Natürlich ging die imaginäre Friedenspfeife weiter und landete
schließlich bei mir. „Was machst du mit deinem Kleinen?“ Mir fallen
tausend dumme Sprüche ein. Ich hab sie mir allesamt brav verkniffen. Ein
 leises „Wir machen nichts“ säusle ich hinaus. Alle starren mich an.
Einen Moment zu lang für mein Geschmack, aber ok.

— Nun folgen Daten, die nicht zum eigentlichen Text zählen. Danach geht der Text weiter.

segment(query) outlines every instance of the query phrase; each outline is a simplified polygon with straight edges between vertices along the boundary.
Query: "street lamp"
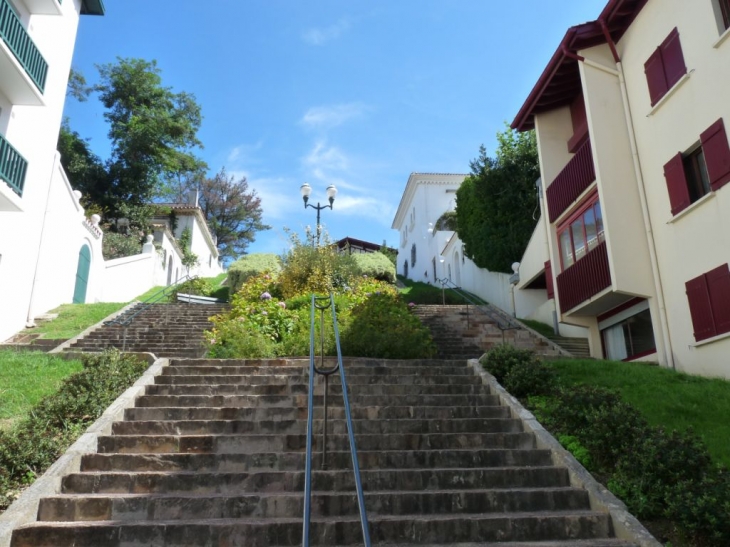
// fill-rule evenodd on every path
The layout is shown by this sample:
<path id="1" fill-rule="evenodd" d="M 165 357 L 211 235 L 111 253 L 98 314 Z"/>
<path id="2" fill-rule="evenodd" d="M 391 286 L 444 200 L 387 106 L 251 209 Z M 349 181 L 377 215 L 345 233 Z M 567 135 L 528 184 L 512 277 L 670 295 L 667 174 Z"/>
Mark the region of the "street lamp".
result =
<path id="1" fill-rule="evenodd" d="M 315 209 L 317 211 L 317 246 L 319 247 L 319 212 L 322 209 L 332 209 L 332 204 L 335 202 L 335 196 L 337 195 L 337 188 L 335 188 L 334 184 L 330 184 L 327 187 L 327 199 L 329 200 L 329 205 L 320 205 L 319 202 L 317 202 L 317 205 L 314 206 L 309 202 L 309 196 L 312 194 L 312 187 L 309 186 L 306 182 L 302 184 L 301 188 L 299 188 L 299 191 L 302 194 L 302 199 L 304 200 L 304 208 L 311 207 L 312 209 Z"/>

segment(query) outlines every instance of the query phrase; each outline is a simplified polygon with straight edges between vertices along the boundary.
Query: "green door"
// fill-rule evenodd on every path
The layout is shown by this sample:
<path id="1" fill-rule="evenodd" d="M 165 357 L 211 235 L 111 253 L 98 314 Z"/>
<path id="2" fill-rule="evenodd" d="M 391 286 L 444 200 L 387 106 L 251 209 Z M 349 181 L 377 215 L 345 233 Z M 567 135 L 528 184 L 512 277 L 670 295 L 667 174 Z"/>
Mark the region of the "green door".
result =
<path id="1" fill-rule="evenodd" d="M 74 288 L 74 304 L 86 302 L 86 287 L 89 284 L 89 268 L 91 267 L 91 250 L 88 245 L 79 251 L 79 265 L 76 267 L 76 287 Z"/>

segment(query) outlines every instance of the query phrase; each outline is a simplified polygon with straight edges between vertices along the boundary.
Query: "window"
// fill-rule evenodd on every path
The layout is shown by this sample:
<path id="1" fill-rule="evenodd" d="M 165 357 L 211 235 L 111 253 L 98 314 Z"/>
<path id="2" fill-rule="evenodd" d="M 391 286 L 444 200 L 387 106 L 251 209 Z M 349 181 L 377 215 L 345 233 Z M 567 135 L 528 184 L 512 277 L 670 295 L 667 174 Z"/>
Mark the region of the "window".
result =
<path id="1" fill-rule="evenodd" d="M 416 265 L 416 244 L 411 245 L 411 268 Z"/>
<path id="2" fill-rule="evenodd" d="M 685 283 L 697 342 L 730 332 L 730 269 L 723 264 Z"/>
<path id="3" fill-rule="evenodd" d="M 644 64 L 651 106 L 657 104 L 682 76 L 687 74 L 682 44 L 676 27 Z"/>
<path id="4" fill-rule="evenodd" d="M 714 0 L 715 15 L 720 34 L 730 28 L 730 0 Z"/>
<path id="5" fill-rule="evenodd" d="M 730 145 L 722 118 L 700 135 L 700 145 L 664 165 L 672 214 L 730 182 Z"/>
<path id="6" fill-rule="evenodd" d="M 563 270 L 583 258 L 605 239 L 603 215 L 598 194 L 558 227 L 560 259 Z"/>
<path id="7" fill-rule="evenodd" d="M 635 309 L 627 310 L 633 315 L 626 317 L 620 313 L 599 326 L 603 327 L 601 340 L 607 359 L 628 361 L 656 351 L 649 304 L 644 301 L 640 307 L 645 309 L 638 313 Z"/>

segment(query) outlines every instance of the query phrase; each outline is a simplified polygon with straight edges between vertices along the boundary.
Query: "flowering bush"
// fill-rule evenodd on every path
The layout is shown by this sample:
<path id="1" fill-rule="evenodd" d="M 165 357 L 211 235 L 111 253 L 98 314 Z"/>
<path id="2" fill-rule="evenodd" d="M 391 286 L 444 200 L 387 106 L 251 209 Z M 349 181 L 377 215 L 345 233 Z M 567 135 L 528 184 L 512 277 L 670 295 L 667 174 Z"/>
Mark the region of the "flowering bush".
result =
<path id="1" fill-rule="evenodd" d="M 282 272 L 279 280 L 285 276 Z M 213 319 L 206 336 L 212 357 L 274 357 L 309 353 L 311 294 L 280 300 L 267 274 L 249 278 L 231 310 Z M 428 330 L 409 312 L 394 286 L 367 276 L 349 278 L 334 293 L 343 353 L 362 357 L 418 358 L 435 352 Z M 329 311 L 327 321 L 329 320 Z M 319 321 L 315 328 L 319 328 Z M 331 327 L 325 352 L 335 352 Z"/>

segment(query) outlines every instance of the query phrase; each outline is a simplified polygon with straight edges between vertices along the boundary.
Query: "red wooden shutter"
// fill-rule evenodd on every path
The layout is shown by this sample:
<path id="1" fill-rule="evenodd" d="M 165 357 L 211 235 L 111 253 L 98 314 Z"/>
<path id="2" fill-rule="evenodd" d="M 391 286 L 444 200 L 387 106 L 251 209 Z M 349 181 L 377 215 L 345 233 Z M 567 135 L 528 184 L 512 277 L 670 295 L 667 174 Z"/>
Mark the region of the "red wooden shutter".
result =
<path id="1" fill-rule="evenodd" d="M 548 260 L 545 262 L 545 283 L 547 284 L 548 300 L 555 298 L 555 287 L 553 286 L 553 265 Z"/>
<path id="2" fill-rule="evenodd" d="M 689 187 L 687 186 L 687 176 L 684 173 L 684 161 L 681 153 L 664 165 L 664 178 L 667 179 L 672 214 L 676 215 L 680 211 L 684 211 L 690 204 Z"/>
<path id="3" fill-rule="evenodd" d="M 652 53 L 649 60 L 644 63 L 644 72 L 646 73 L 646 83 L 649 84 L 651 106 L 654 106 L 669 91 L 667 79 L 664 75 L 662 52 L 659 49 Z"/>
<path id="4" fill-rule="evenodd" d="M 730 269 L 727 264 L 723 264 L 707 272 L 705 278 L 715 320 L 715 333 L 730 332 Z"/>
<path id="5" fill-rule="evenodd" d="M 715 322 L 712 318 L 710 293 L 704 274 L 685 283 L 689 313 L 692 316 L 695 340 L 706 340 L 715 336 Z"/>
<path id="6" fill-rule="evenodd" d="M 659 50 L 662 52 L 664 74 L 667 78 L 667 89 L 669 89 L 682 76 L 687 74 L 687 66 L 684 64 L 684 54 L 682 53 L 682 44 L 679 41 L 679 31 L 676 27 L 669 33 L 669 36 L 662 42 L 662 45 L 659 46 Z"/>
<path id="7" fill-rule="evenodd" d="M 713 123 L 702 135 L 702 151 L 707 163 L 710 185 L 717 190 L 730 182 L 730 146 L 722 118 Z"/>

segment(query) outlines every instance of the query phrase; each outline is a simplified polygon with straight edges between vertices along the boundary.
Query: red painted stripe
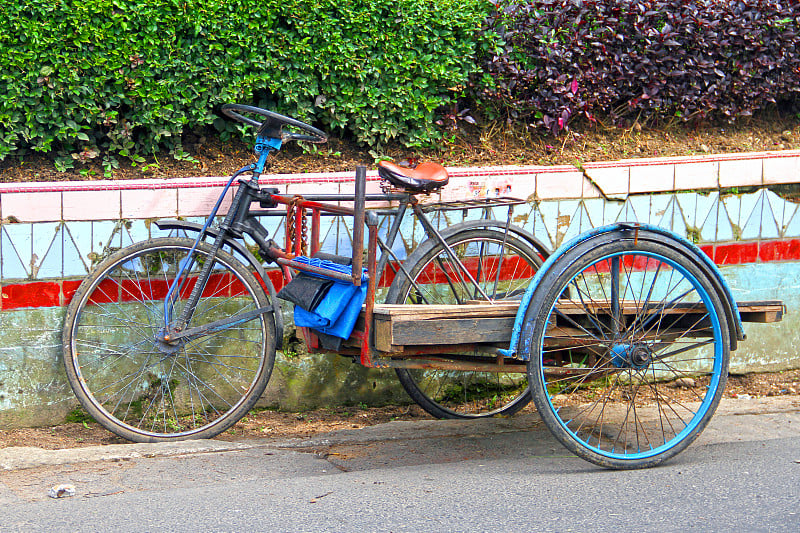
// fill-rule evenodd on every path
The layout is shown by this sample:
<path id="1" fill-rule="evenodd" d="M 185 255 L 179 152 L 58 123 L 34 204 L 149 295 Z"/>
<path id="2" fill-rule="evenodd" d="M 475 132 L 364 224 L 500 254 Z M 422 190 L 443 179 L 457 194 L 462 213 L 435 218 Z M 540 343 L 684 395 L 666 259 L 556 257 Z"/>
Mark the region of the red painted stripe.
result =
<path id="1" fill-rule="evenodd" d="M 748 241 L 721 244 L 706 244 L 700 249 L 714 260 L 717 265 L 741 265 L 748 263 L 771 263 L 778 261 L 800 261 L 800 239 L 784 239 L 773 241 Z M 528 276 L 530 272 L 518 270 L 519 259 L 504 260 L 500 273 L 502 279 L 511 279 L 514 276 Z M 473 265 L 474 266 L 474 265 Z M 490 265 L 496 268 L 496 262 Z M 628 265 L 630 267 L 631 265 Z M 644 268 L 645 265 L 633 265 L 634 268 Z M 268 270 L 270 279 L 276 291 L 284 285 L 283 275 L 279 270 Z M 438 276 L 440 277 L 440 276 Z M 388 266 L 380 279 L 379 287 L 388 287 L 394 279 L 394 271 Z M 27 283 L 4 284 L 0 290 L 0 309 L 9 311 L 29 307 L 56 307 L 67 305 L 80 285 L 80 280 L 34 281 Z M 120 286 L 110 281 L 103 282 L 102 292 L 96 293 L 97 303 L 110 301 L 130 301 L 136 297 L 138 291 L 131 286 Z M 191 291 L 192 282 L 184 288 L 186 294 Z M 152 292 L 154 298 L 163 298 L 167 294 L 168 285 L 164 281 L 154 281 L 148 285 L 147 291 Z M 215 276 L 212 285 L 206 288 L 204 294 L 240 294 L 244 287 L 223 275 Z"/>
<path id="2" fill-rule="evenodd" d="M 52 281 L 3 285 L 3 311 L 24 307 L 55 307 L 61 303 L 61 284 Z"/>
<path id="3" fill-rule="evenodd" d="M 755 263 L 757 259 L 757 242 L 718 244 L 714 247 L 714 262 L 718 265 Z"/>
<path id="4" fill-rule="evenodd" d="M 800 257 L 800 239 L 766 241 L 758 245 L 758 258 L 762 263 L 791 261 Z"/>

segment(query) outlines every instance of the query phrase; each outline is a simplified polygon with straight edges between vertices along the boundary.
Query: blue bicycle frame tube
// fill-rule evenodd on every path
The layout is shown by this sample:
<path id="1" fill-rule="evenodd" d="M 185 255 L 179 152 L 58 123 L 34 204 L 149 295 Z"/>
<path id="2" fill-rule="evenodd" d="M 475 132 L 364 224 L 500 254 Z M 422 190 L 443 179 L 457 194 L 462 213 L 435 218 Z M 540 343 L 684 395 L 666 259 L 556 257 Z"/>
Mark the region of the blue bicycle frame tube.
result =
<path id="1" fill-rule="evenodd" d="M 258 161 L 254 164 L 247 165 L 245 167 L 240 168 L 236 172 L 233 173 L 231 178 L 228 180 L 228 183 L 225 184 L 225 187 L 222 189 L 222 193 L 219 195 L 217 199 L 217 203 L 214 204 L 214 208 L 209 213 L 208 217 L 206 218 L 205 224 L 203 224 L 203 228 L 197 234 L 195 238 L 194 244 L 192 245 L 192 249 L 189 250 L 189 254 L 187 255 L 187 260 L 184 261 L 180 268 L 178 269 L 178 273 L 175 275 L 175 279 L 172 280 L 172 284 L 170 284 L 169 291 L 167 292 L 167 296 L 164 298 L 164 328 L 165 330 L 169 328 L 170 322 L 172 322 L 172 298 L 173 295 L 179 292 L 179 288 L 185 283 L 185 279 L 183 277 L 183 273 L 186 272 L 187 269 L 191 268 L 194 264 L 194 252 L 197 250 L 197 246 L 200 244 L 200 241 L 203 240 L 206 234 L 206 230 L 214 221 L 214 218 L 217 216 L 217 212 L 219 211 L 220 206 L 222 205 L 222 200 L 225 198 L 225 195 L 228 194 L 228 190 L 233 185 L 233 180 L 235 180 L 240 175 L 244 174 L 245 172 L 252 172 L 253 178 L 256 182 L 258 181 L 259 176 L 264 171 L 264 167 L 267 164 L 267 158 L 269 154 L 273 151 L 278 151 L 281 149 L 282 141 L 281 139 L 276 139 L 272 137 L 262 137 L 258 136 L 256 139 L 255 145 L 255 152 L 258 154 Z M 236 206 L 233 206 L 236 207 Z"/>

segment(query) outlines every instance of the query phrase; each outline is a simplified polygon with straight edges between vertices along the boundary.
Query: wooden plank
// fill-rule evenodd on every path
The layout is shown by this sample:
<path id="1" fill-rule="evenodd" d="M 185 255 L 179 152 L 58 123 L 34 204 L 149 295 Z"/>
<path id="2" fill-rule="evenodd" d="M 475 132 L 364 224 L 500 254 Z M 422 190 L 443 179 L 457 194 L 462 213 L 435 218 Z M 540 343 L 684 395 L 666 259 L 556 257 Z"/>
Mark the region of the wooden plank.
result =
<path id="1" fill-rule="evenodd" d="M 405 320 L 407 318 L 447 318 L 450 316 L 514 316 L 518 308 L 519 302 L 500 302 L 495 305 L 376 304 L 373 313 L 376 317 L 391 317 L 392 320 Z"/>
<path id="2" fill-rule="evenodd" d="M 514 317 L 403 320 L 393 322 L 388 344 L 472 344 L 511 338 Z"/>
<path id="3" fill-rule="evenodd" d="M 390 320 L 382 320 L 375 317 L 373 321 L 375 339 L 375 349 L 381 352 L 396 352 L 398 348 L 392 345 L 392 322 Z"/>
<path id="4" fill-rule="evenodd" d="M 783 309 L 780 311 L 739 311 L 742 322 L 757 322 L 761 324 L 772 324 L 783 320 Z"/>
<path id="5" fill-rule="evenodd" d="M 485 362 L 477 361 L 461 361 L 453 360 L 451 358 L 435 358 L 435 357 L 409 357 L 405 359 L 382 359 L 383 365 L 394 368 L 424 368 L 436 370 L 459 370 L 459 371 L 475 371 L 475 372 L 503 372 L 503 373 L 520 373 L 524 374 L 528 371 L 527 365 L 520 364 L 519 361 L 507 362 L 504 364 L 497 364 L 494 361 L 487 360 Z"/>
<path id="6" fill-rule="evenodd" d="M 516 303 L 504 303 L 502 306 L 486 305 L 381 305 L 376 306 L 380 313 L 375 315 L 375 348 L 381 352 L 397 353 L 403 346 L 448 346 L 477 343 L 506 343 L 511 339 L 514 327 Z M 565 314 L 573 314 L 578 306 L 567 306 Z M 563 309 L 559 306 L 559 309 Z M 623 306 L 628 314 L 635 306 Z M 673 309 L 663 310 L 665 314 L 691 315 L 697 309 L 696 304 L 685 304 Z M 741 302 L 740 313 L 744 322 L 770 323 L 783 318 L 783 303 Z M 650 312 L 662 311 L 654 308 Z M 471 316 L 476 314 L 476 316 Z M 570 328 L 561 335 L 549 332 L 552 339 L 572 339 L 578 344 L 580 334 Z M 681 326 L 678 325 L 677 330 Z M 660 332 L 664 335 L 665 332 Z"/>
<path id="7" fill-rule="evenodd" d="M 764 320 L 775 321 L 783 316 L 783 302 L 754 301 L 737 302 L 742 320 L 745 322 L 761 322 Z M 391 318 L 391 320 L 427 320 L 434 318 L 449 317 L 492 317 L 492 316 L 515 316 L 519 302 L 499 302 L 494 305 L 489 304 L 468 304 L 468 305 L 403 305 L 403 304 L 380 304 L 375 306 L 374 313 L 377 316 Z M 589 302 L 561 301 L 558 310 L 564 314 L 583 314 L 589 308 L 594 313 L 609 312 L 609 306 Z M 653 305 L 646 313 L 663 314 L 687 314 L 699 311 L 701 303 L 679 303 L 668 307 Z M 635 302 L 624 300 L 620 304 L 623 314 L 636 314 L 641 312 L 641 308 Z M 753 320 L 746 319 L 752 317 Z"/>
<path id="8" fill-rule="evenodd" d="M 771 324 L 783 320 L 786 306 L 780 300 L 737 302 L 742 322 Z"/>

Auf dem Heimweg grübel ich noch über diese Kurse-Geschichte. Muss ich
 meinen kleinen Jungen jetzt überall anmelden? Gehört sich das so? Was
will ich überhaupt? Zuhause angekommen, setze ich mich an den PC und
recherchiere. Irgendwie drifte ich aber ab und lande auf der Homepage
der Süddeutschen. „Allergie-Prävention – Kuhstall ist der beste Schutz“
steht in fetten Lettern auf dem Bildschirm. Wie ein Schwamm sauge ich
das Interview mit der Medizinerin Erika von Mutius auf. „Warum
 sind Bauernhofkinder weniger gefährdet? – Weil sich die Mutter während
der Schwangerschaft und später das Kind im Kuhstall aufhalten- das ist
der beste Schutz.“

Entschlossen greife ich zum Tragegurt, nehme den Kleinen und gehe mit
ihm raus zu meinem Mann, der gerade die Milchkühe füttert. Seit dem Tag
verbringt der Kleine seine Mittagsstunde an der frischen (Stall-)Luft.
Wenn mich die Hebamme jetzt fragt, was ich für die Gesundheitsförderung
meines Kindes tue, dann bekommt sie die Antwort: „Mittagsstunde auf dem
Futtertisch.“

 Die Erstveröffentlichung dieses Textes findest du auf deichdeern.com sowie auf der dazugehörigen Facebook-Seite.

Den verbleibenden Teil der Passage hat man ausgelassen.